In part these European places have the advantage of better weather, but not always – the climate in northern Spain is not so different to England, yet in the summer in particular their markets make the most of the good weather they do have.
Sounds in The Square has been H2A’s attempt to bring the streets to life in Wellington, and the Market Company has recently re-started the monthly farmers’ market, so that’s another step in the right direction. But we should be doing more – let’s invite buskers, travelling continental markets, open air street theatre, folk dancers and more.
You know you’re in Wellington when… you have your photo taken with the “The Writers’ Block” sculpture outside the library, sitting yourself between Philip Larkin and Hesba Stretton.
That’s just one idea for a sculpture in Wellington.
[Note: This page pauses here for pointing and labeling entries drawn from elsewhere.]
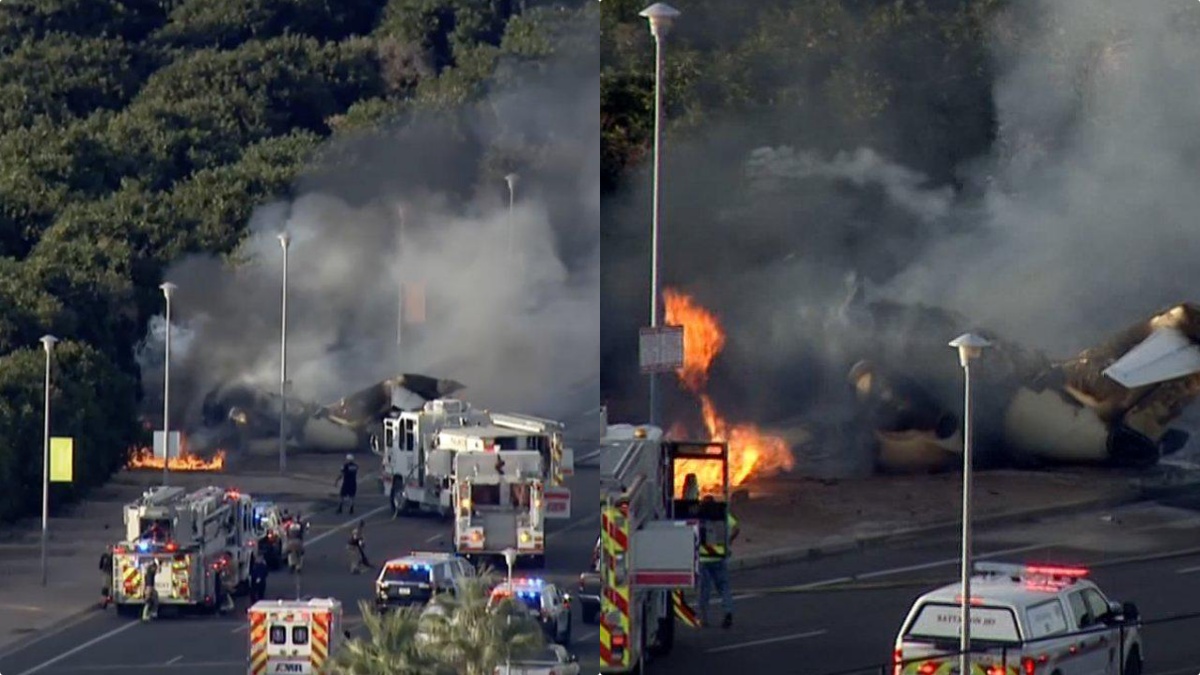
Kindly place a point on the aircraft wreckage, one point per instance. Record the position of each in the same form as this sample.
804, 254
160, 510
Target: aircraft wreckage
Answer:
238, 414
1110, 405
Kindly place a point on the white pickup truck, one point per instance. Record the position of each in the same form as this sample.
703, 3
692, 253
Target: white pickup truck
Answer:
555, 659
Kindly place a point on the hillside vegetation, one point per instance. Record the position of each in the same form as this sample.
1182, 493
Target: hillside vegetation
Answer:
139, 131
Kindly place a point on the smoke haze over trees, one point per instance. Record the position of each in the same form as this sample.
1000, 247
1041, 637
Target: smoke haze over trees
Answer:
1021, 162
143, 137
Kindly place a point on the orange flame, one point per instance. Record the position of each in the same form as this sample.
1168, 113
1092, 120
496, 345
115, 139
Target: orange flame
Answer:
751, 452
144, 458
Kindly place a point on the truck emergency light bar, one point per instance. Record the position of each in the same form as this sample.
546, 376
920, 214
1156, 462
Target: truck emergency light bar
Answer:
697, 449
1035, 574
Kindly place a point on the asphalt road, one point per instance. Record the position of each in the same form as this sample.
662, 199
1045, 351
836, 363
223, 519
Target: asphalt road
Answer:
851, 625
217, 645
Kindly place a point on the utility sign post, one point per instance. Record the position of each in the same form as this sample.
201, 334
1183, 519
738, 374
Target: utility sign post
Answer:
61, 459
660, 350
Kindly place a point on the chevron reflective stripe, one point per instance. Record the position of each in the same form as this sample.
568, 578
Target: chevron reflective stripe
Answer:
615, 611
682, 610
951, 665
257, 643
321, 627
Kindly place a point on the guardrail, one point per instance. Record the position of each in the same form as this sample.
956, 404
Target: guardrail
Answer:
1008, 659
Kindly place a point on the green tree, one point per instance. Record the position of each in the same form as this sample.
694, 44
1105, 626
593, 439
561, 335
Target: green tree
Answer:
390, 646
473, 638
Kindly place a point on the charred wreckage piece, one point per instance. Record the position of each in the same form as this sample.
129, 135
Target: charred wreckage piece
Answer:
1109, 406
238, 413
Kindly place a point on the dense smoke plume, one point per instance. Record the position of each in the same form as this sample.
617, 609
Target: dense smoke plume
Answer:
1078, 223
425, 204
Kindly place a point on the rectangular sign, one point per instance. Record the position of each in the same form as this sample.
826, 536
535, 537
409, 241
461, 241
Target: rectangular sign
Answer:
61, 459
558, 502
413, 303
159, 444
660, 350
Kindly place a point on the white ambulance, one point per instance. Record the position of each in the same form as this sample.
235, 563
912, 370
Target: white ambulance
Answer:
1025, 620
294, 635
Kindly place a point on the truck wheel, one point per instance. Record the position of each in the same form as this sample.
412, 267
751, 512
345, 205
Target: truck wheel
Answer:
664, 635
591, 614
1133, 663
565, 638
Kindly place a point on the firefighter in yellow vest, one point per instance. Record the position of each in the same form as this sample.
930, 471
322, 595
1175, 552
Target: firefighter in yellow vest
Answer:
714, 571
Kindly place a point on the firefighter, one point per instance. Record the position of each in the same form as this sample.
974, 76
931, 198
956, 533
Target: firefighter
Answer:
349, 479
714, 571
357, 549
258, 571
106, 571
294, 544
223, 583
150, 609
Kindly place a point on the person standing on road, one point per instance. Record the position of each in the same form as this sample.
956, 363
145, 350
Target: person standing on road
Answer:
714, 569
258, 572
150, 609
349, 481
106, 571
357, 549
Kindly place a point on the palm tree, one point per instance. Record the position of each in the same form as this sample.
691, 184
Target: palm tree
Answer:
473, 639
390, 646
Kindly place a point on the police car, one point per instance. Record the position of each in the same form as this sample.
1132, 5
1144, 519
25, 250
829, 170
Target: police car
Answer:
1025, 620
418, 577
544, 601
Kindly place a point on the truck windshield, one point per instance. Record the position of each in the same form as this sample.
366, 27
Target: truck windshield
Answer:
941, 621
406, 574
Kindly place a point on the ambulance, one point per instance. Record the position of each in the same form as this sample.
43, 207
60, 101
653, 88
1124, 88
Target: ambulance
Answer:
294, 635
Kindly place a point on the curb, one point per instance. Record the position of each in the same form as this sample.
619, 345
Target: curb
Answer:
844, 544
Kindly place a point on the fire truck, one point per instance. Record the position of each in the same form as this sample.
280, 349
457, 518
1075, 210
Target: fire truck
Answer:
418, 470
649, 539
294, 635
498, 497
193, 537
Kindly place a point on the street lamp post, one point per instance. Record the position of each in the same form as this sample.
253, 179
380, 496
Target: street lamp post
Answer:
511, 179
660, 16
970, 347
168, 290
285, 240
48, 342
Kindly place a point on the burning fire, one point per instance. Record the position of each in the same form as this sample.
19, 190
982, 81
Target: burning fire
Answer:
144, 458
751, 452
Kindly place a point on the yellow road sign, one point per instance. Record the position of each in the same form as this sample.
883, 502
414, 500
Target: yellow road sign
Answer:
61, 459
We don’t have any, yet sculptures are something you see a lot of in Spanish towns – not just ancient bronzes of famous local worthies, but more recent additions that celebrate town crafts, trades and local characters.
In Oviedo at the weekend, I saw sculptures of market traders with pack horses, a group of fishwives and a deceased local tour guide on a bench. They are the things I will remember most vividly from the town. Some people might think sculptures are frivolous, but they make people smile, they provide a bit of a focal point in public spaces, and passers-by have their pictures taken next to them.
You know you’re in Wellington when… you see the same icon emblazoned on all the benches and lamp posts.
In Gijon, another town I visited in Northern Spain this weekend, the lamp posts and benches are adorned with an image of an ancient king of the region. In plenty of English towns you see something similar, often a town crest. Wellington has a crest of its own we could sprinkle around the place a bit more liberally, although as a relatively recent creation – it was made official about 60 years ago – there might be other images to go for. The foxglove, representing local doctor William Withering’s most important discovery, would be one obvious one. Another would be the Wrekin Giant (or alternatively the cobbler) –in fact that was a suggestion that came up as part of Ideas Farm recently. What do you think our civic icons should be?
So, there are just a few thoughts. Britain is not Spain or France or Italy – our culture is different and so are our towns. But there are lessons we should take in celebrating the things that make our towns interesting – in Wellington as much as anywhere.